Label: Invictus Productions
From Finland emerges 80’s German thrash retro black death metal occultists/artists Obscure Burial and their earthquake-inducing 2014 release, Epiphany. Everyone’s guilty of having gushed over a lesser band while in a good mood every so often, but Obscure Burial’s latest is sure to bring a smile on the face of any retro metal fan within a kilometer radius, as this album absolutely destroys the way 80s thrashers Kreator caused a stir in the underground with their classic, Pleasure to Kill. Epiphany sounds like a soundtrack to a ghoul’s cemetery debauchery of dead bodies, with its searing riffs, guitar squeals and pulverizing drums. Make no mistake…if you like the type of retro metal that spawned the black and death metal genres as we know them, you must check this band out!

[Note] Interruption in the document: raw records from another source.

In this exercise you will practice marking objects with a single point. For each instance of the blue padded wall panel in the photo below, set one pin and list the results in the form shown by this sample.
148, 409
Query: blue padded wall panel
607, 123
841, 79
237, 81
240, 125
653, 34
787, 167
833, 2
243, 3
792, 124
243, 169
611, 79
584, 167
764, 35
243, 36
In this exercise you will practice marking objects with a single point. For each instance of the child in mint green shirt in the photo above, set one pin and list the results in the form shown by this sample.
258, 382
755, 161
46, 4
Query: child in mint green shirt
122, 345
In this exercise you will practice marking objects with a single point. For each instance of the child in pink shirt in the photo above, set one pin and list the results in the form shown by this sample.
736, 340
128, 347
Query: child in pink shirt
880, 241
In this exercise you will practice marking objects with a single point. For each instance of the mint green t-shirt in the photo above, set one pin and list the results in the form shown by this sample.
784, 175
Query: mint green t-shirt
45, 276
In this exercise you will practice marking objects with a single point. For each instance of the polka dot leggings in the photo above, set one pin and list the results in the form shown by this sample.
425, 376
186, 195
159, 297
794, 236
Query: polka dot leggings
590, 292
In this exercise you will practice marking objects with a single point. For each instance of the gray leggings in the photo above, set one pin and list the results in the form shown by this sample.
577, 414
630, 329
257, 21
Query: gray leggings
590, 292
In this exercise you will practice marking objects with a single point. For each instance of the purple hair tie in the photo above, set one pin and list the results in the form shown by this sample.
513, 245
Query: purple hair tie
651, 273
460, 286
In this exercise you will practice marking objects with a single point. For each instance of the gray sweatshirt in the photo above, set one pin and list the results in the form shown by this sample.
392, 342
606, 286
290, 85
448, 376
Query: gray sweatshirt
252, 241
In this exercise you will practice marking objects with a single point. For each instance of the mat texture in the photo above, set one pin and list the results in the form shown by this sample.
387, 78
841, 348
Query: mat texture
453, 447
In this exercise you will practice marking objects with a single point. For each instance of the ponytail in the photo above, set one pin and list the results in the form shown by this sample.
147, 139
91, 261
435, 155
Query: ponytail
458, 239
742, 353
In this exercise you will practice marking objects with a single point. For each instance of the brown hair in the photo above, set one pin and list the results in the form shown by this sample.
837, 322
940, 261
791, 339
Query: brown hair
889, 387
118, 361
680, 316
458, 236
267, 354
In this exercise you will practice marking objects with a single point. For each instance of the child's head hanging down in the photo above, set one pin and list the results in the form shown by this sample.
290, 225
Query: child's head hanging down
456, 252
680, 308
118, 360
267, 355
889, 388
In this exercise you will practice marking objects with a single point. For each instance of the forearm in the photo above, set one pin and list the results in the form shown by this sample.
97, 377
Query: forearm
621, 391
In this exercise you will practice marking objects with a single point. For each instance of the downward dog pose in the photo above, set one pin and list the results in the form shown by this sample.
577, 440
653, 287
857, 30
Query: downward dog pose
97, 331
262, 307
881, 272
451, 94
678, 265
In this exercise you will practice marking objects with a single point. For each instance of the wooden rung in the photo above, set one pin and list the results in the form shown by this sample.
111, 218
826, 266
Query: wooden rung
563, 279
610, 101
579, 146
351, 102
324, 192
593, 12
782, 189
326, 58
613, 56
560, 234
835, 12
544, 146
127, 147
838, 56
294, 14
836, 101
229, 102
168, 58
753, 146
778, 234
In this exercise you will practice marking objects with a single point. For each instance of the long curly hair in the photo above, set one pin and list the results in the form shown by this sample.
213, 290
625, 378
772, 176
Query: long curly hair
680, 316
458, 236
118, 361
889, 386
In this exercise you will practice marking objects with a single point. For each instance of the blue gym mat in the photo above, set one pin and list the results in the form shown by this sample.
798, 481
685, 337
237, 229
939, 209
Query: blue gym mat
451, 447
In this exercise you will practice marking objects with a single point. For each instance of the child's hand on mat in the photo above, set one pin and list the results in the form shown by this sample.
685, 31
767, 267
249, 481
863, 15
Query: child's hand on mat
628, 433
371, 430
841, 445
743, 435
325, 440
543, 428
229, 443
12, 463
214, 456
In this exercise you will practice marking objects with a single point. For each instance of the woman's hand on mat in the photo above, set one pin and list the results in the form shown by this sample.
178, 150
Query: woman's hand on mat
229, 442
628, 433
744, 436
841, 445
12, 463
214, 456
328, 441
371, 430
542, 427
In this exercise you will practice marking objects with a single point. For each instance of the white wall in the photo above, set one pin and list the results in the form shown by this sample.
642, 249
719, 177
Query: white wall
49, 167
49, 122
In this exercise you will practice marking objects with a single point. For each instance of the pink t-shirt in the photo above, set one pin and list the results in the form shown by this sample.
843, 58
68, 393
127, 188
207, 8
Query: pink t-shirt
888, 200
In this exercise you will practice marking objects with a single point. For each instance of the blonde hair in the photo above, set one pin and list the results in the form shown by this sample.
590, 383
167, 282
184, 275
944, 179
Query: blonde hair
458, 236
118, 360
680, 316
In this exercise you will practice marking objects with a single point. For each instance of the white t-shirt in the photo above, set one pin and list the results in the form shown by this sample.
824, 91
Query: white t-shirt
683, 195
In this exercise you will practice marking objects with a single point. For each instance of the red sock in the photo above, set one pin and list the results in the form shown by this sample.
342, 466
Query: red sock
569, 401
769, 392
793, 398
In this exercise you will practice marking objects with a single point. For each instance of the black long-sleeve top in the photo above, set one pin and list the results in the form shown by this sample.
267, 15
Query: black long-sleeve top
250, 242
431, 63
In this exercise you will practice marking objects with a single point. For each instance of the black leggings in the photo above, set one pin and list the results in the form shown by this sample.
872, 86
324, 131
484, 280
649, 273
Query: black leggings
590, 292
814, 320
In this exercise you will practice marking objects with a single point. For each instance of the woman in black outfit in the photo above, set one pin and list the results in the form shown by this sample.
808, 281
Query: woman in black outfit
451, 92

Every once in a while, a band comes along with demo releases no one’s heard of, and that instantly puts the kvlt back in a record collection full of questionable albums. One listen to Epiphany will separate the aficionados from the iTunes metal fans looking for the real thing just for the sake of telling their friends. Obscure Burial have had three excellent demo releases, and deserve a chance at recording some full-length material, if only for the trve fans!

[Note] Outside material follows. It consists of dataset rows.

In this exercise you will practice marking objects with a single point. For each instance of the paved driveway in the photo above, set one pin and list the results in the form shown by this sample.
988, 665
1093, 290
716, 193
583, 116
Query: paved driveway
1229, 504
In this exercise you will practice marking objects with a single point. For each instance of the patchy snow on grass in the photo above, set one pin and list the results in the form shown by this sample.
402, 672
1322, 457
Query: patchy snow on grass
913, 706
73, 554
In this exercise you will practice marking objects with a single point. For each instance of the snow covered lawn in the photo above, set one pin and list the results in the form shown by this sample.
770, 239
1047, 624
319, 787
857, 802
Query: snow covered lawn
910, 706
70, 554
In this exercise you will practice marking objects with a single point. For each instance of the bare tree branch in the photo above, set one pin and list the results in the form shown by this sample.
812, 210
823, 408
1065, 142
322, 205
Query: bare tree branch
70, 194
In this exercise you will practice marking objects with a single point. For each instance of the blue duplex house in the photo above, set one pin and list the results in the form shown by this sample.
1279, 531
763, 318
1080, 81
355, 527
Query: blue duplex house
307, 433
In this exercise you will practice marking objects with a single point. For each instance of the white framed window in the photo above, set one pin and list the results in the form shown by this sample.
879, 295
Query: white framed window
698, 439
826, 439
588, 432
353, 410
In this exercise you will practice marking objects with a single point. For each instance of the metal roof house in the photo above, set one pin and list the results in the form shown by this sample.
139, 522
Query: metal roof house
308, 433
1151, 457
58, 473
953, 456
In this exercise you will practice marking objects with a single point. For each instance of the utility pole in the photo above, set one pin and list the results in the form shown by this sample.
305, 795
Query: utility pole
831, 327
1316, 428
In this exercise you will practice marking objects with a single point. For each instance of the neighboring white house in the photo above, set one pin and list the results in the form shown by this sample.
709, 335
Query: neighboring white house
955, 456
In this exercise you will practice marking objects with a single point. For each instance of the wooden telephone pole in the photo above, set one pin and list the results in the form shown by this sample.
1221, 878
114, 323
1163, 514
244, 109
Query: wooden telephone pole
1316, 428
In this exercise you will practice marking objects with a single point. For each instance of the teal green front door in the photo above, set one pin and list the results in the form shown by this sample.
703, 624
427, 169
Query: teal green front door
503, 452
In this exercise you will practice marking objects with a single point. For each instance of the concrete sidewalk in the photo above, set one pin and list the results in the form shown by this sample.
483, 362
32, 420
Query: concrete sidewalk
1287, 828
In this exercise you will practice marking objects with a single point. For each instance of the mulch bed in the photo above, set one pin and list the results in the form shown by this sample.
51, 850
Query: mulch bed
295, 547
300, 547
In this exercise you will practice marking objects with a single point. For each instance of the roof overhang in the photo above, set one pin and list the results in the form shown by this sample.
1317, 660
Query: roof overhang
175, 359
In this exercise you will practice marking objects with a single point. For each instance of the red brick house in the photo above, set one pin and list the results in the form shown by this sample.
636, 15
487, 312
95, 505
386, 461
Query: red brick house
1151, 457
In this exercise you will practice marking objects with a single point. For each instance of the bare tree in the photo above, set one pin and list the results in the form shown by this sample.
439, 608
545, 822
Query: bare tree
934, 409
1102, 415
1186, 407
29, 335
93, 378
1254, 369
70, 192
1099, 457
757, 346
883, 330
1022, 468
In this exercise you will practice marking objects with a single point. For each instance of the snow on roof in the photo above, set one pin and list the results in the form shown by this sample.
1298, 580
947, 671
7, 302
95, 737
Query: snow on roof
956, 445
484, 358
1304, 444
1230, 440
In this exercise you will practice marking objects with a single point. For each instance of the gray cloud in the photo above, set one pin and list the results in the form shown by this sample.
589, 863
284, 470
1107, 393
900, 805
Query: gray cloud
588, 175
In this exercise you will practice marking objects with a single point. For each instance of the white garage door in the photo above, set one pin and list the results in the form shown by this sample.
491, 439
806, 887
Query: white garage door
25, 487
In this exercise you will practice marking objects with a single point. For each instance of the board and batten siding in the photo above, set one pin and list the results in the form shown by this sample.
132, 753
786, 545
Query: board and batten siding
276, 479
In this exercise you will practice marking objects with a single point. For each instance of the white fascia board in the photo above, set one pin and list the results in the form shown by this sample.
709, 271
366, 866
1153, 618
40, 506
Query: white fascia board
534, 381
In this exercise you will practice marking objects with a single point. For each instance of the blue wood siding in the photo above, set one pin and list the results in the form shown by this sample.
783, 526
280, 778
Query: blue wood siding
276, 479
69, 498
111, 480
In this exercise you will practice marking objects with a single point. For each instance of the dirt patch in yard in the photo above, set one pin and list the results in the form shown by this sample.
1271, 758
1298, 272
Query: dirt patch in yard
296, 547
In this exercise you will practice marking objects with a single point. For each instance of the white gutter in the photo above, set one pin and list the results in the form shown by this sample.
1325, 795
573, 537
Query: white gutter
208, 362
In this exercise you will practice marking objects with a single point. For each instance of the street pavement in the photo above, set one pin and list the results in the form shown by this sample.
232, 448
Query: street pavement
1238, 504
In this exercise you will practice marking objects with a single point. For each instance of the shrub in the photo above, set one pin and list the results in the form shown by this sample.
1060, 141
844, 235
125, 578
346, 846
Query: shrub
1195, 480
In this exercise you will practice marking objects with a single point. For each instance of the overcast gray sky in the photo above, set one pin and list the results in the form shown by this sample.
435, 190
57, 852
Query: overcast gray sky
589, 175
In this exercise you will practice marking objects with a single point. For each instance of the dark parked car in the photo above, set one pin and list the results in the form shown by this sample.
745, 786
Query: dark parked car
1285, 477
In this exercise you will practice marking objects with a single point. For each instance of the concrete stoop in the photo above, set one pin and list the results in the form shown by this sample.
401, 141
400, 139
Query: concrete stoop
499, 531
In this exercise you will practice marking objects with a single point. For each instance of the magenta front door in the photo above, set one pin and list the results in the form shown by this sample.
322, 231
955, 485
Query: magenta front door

How can I describe Obscure Burial and this four-song release in a nutshell? Intense. Spirited. Essential. If you’re a retro nut, or a fan of pioneering albums like Pleasure to Kill, Epiphany is a must-have. It takes you back to the battlefield of severed limbs and blood-fed stalks of grass, the way thrash progenitors in the underground had once captured the spirit of WWII with their sound.

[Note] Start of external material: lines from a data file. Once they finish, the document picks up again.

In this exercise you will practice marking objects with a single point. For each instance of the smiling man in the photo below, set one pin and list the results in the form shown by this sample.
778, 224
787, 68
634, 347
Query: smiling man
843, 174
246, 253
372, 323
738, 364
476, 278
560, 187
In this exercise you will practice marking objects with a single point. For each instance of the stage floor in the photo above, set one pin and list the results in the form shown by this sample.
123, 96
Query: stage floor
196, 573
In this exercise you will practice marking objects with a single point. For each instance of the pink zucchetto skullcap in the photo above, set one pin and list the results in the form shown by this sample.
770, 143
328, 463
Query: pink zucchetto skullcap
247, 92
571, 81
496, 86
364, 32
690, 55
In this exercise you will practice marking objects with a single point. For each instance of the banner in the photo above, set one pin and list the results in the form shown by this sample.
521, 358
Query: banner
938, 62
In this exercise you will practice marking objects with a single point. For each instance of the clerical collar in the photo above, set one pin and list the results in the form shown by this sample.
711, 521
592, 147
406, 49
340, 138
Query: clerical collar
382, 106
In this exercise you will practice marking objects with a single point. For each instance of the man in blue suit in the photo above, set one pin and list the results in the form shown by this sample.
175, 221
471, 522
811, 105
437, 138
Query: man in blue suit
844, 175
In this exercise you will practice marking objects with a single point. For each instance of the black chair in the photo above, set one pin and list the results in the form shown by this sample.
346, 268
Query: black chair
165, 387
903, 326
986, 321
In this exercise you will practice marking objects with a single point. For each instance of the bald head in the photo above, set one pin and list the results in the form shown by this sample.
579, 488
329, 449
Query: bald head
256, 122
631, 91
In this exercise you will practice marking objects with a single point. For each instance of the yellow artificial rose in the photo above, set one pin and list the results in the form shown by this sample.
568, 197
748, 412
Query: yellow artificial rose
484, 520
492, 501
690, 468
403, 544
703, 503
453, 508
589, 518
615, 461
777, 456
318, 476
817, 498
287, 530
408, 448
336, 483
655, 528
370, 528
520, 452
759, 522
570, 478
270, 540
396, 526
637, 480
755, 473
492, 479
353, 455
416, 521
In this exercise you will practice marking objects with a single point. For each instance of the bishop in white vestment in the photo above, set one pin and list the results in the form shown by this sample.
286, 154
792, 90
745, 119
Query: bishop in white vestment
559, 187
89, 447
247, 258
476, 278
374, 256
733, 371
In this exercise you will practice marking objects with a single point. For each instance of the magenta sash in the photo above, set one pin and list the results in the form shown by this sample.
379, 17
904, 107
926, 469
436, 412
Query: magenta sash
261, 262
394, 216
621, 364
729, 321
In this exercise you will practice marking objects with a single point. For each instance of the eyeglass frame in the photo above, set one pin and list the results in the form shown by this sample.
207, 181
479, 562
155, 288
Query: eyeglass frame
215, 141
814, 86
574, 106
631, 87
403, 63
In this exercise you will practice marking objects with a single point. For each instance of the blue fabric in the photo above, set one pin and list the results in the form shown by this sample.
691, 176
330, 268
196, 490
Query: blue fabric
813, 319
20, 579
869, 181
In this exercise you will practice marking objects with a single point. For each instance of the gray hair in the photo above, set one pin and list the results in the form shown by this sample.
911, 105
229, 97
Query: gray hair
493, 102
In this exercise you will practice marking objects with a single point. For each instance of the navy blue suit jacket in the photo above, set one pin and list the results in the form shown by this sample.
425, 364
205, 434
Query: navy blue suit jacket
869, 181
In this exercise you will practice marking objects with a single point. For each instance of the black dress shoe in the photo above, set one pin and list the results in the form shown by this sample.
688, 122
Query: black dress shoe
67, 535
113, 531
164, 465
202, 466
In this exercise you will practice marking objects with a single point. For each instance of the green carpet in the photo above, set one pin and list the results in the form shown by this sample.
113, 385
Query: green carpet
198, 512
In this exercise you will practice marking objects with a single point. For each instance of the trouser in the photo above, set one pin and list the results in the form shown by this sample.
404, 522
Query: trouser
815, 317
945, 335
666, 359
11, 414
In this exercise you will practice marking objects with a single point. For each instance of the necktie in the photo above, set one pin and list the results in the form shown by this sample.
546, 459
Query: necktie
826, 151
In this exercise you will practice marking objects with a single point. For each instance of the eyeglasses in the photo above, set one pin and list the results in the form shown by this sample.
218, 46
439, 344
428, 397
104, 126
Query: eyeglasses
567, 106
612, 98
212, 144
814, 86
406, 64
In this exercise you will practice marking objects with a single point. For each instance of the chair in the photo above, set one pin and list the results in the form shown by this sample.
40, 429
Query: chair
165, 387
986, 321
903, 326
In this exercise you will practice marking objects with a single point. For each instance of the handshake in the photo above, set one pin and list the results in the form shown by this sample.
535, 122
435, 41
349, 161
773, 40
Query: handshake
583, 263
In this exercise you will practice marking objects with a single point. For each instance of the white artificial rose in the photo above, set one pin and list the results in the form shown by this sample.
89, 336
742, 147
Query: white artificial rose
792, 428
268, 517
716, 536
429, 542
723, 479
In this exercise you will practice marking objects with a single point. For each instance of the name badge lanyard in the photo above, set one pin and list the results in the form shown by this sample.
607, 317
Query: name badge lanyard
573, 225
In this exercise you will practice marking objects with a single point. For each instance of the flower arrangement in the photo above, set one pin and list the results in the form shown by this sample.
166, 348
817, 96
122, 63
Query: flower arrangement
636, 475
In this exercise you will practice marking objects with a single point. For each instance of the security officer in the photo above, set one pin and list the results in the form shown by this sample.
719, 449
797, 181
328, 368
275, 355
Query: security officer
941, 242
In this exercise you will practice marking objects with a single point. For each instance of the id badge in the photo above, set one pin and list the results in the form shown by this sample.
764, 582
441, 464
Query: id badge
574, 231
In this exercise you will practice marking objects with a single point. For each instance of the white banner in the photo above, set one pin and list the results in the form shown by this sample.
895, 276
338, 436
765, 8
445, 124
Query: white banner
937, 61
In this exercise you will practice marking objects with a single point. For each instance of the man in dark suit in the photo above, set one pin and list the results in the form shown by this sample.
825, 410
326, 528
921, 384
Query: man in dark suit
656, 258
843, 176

Props to the drummer in particular for the full-on assault and battery on his drumkit. The production is quite raw and the album sounds like it was recorded live on the first take. Hey, if it was good enough for Venom, why can’t trve bands use the same method?
Guitars squeal and feedback occasionally roars out of the speakers, especially at the endings of songs. The bass was buried in the mix to help the album sound truly necro 80’s style, and the move is brilliant. While pioneering bands like Kreator and Slayer have gone on to record in posh studios, bands like Obscure Burial make albums that sound like they were recorded in someone’s basement. No kidding! Blast this in your garage while working on your car or something and feel the spirit of the 80’s possess your soul.
When the band flies through a faster section of a song, they absolutely obliterate. When they slow down, the riffs sound like monoliths crashing down a canyon towards helpless tourists. The vocals sound like a mix of black and death, with a rasp and blood-curdling scream that straps Justin Bieber fans onto conveyer belts heading for spinning steel blades.
There are only four songs on this release, but hey, once your boom box is dead after repeated listens of this album, you might want to find a hospital that treats cranial hemorrhages as well. This doesn’t make you bop to the music like you’re playing Coolio – this is certain to collect some collateral damage from your living room.
The feedback closing the album is another highlight. It’s one thing to make the amps shriek aimlessly, but Obscure Burial does a nice job of extracting some melody out of it. It could mean taking your last set of Dramamine pills for the week after a listen.